More importantly, Spaulding next outlined the reason the people would easily make good the Federal government’s debt, represented by the issues of Greenbacks and the new “national bank currency” which began to be issued near the end of the Civil War under the bank reorganizations of President Lincoln. The results of investing the new currency—progress of the real economy, and greater productivity of the people, despite the destruction of the war—would make the future repayment of that debt of the nation easy:
The resources of the country will increase with as great rapidity as its population. New and improved systems of communication are expanding in all directions; the Atlantic and Pacific slopes will very soon be bound together by iron bands “across the continent”; the mechanic arts, improved machinery, with agricultural, mineral and commercial facilities fully developed, will carry the nation so rapidly forward in power and resources, that nothing need prevent the Government, . . . and as early as the year 1900, from pay[ing] the last dollar of the debt incurred in crushing the greatest rebellion known in the world’s history, and without retarding the growth and prosperity of the great Republic.
The national debt, in fact, fell from 30% of estimated GDP in 1865 to less than 5% in 1900.
Did the printing of so much new currency, so rapidly, produce inflation? Spaulding detailed that it did, especially during 1864. But because the new currency was mobilizing such increases in productivity, inflation—which also increased wages—was not harmful:
It would seem [he wrote] that no other country could have borne up under such a sudden expansion of the credit circulation, and the changing of so many men from producers to destroyers of life and property. This great inflation of the paper medium had, however, some compensating advantages. It stimulated into wonderful activity all the productive energies of common labor, skilled labor, and machinery of all kinds.
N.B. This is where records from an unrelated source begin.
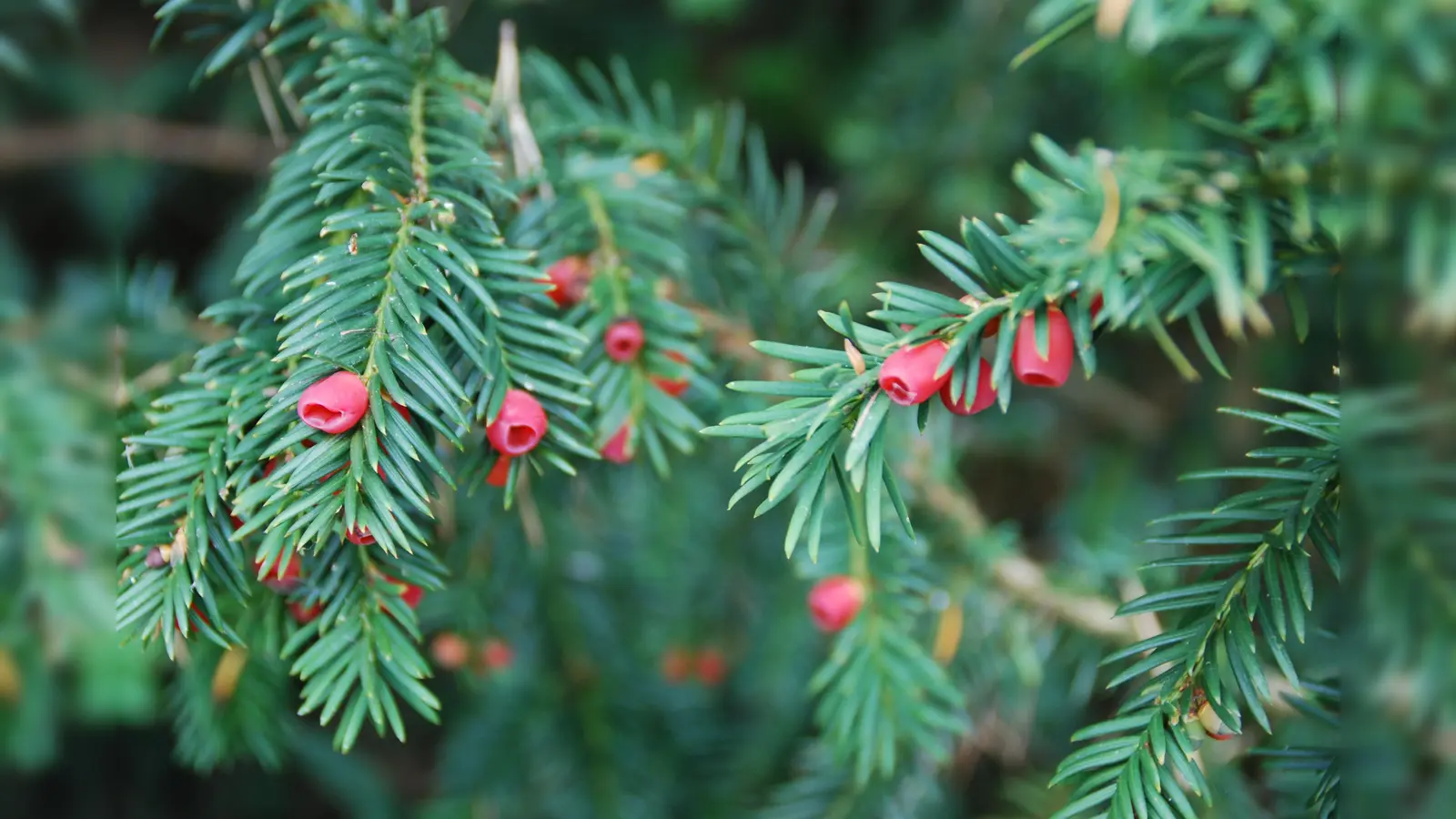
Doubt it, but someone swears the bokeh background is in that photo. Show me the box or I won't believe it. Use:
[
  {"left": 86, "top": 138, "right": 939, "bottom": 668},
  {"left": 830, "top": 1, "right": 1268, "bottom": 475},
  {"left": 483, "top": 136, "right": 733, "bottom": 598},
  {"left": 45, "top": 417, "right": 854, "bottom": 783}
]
[{"left": 0, "top": 0, "right": 1330, "bottom": 819}]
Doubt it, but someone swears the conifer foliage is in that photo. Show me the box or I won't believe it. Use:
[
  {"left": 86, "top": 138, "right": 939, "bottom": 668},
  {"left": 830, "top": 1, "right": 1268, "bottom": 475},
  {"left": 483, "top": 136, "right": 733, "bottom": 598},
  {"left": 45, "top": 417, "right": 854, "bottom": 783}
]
[{"left": 102, "top": 0, "right": 1456, "bottom": 819}]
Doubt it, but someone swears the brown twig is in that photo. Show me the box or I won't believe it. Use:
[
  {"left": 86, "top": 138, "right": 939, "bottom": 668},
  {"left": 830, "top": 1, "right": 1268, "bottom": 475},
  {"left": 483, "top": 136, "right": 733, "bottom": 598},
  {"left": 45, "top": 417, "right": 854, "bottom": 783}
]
[{"left": 901, "top": 449, "right": 1138, "bottom": 642}]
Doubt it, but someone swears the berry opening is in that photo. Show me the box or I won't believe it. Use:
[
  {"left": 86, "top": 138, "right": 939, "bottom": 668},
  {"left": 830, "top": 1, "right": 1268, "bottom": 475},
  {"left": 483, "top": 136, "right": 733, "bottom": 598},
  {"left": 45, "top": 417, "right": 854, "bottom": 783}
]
[
  {"left": 879, "top": 378, "right": 915, "bottom": 404},
  {"left": 505, "top": 426, "right": 536, "bottom": 449}
]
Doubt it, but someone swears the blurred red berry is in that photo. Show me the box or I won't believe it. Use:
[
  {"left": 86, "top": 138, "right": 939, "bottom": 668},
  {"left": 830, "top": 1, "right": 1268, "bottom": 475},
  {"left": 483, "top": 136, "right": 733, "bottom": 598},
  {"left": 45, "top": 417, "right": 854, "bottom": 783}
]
[
  {"left": 810, "top": 574, "right": 864, "bottom": 632},
  {"left": 541, "top": 257, "right": 592, "bottom": 308},
  {"left": 602, "top": 422, "right": 632, "bottom": 463},
  {"left": 697, "top": 649, "right": 728, "bottom": 686},
  {"left": 652, "top": 349, "right": 689, "bottom": 398},
  {"left": 288, "top": 603, "right": 323, "bottom": 625},
  {"left": 602, "top": 319, "right": 646, "bottom": 364},
  {"left": 430, "top": 631, "right": 470, "bottom": 672}
]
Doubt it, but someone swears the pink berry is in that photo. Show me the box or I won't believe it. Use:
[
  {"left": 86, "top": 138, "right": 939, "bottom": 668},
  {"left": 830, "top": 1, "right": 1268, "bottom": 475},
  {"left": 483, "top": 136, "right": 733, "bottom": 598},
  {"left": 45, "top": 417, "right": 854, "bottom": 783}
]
[
  {"left": 810, "top": 574, "right": 864, "bottom": 632},
  {"left": 602, "top": 319, "right": 646, "bottom": 364},
  {"left": 485, "top": 389, "right": 546, "bottom": 458},
  {"left": 879, "top": 341, "right": 951, "bottom": 407},
  {"left": 697, "top": 649, "right": 728, "bottom": 688},
  {"left": 1010, "top": 308, "right": 1076, "bottom": 386},
  {"left": 652, "top": 349, "right": 689, "bottom": 398},
  {"left": 541, "top": 257, "right": 592, "bottom": 308},
  {"left": 298, "top": 370, "right": 369, "bottom": 436},
  {"left": 602, "top": 424, "right": 632, "bottom": 463}
]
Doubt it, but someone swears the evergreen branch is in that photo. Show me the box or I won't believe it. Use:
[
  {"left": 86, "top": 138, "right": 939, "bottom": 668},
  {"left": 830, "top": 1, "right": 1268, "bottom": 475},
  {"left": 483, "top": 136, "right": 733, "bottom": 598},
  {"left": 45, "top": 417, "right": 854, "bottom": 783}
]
[
  {"left": 1053, "top": 390, "right": 1340, "bottom": 819},
  {"left": 900, "top": 458, "right": 1138, "bottom": 644}
]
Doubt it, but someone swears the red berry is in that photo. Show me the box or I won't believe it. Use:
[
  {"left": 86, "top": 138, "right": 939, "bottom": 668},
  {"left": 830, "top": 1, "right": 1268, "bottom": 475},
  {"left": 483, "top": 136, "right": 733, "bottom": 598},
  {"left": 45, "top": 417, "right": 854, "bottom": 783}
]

Were new taxes necessary to make the credit of the nation available? They were. Spaulding wrote:
The Act of July 1, 1862, called the INTERNAL REVENUE LAW, provid[ed] for a levy of duties on various domestic manufactures, upon trades and occupations, and also a system of stamp, license, income, and other duties. And the Act of July 14th, of the same year, largely increased the duties on imports. These laws were from time to time amended and enlarged, until large sums were realized from this mode of taxation, and formed a very substantial basis on which to rest the credit of the government for the large issue of notes, bonds, and other obligations.
But, because of the great increases in productivity, industrial technology and infrastructure—and despite destruction of lives and wealth by the war—these tax rates fell over the next generation and the national debt was dramatically reduced, as America became the world’s leading industrial power.
The same process occurred during the 1930s New Deal and the mobilization of World War II. Internal Revenue Service data shows that household and corporate tax rates rose dramatically as the national credit was made available through the Reconstruction Finance Corporation, TVA, Public Works Administration, war mobilization authorities, etc. Technological productivity in the economy rose at the fastest rate in our history during those decades. Then tax rates fell, slightly in the 1950s and much more in the 1960s and 1970s.
The productive effect of the national credit—a debt of the government—made the repayment of it easy to the next generations.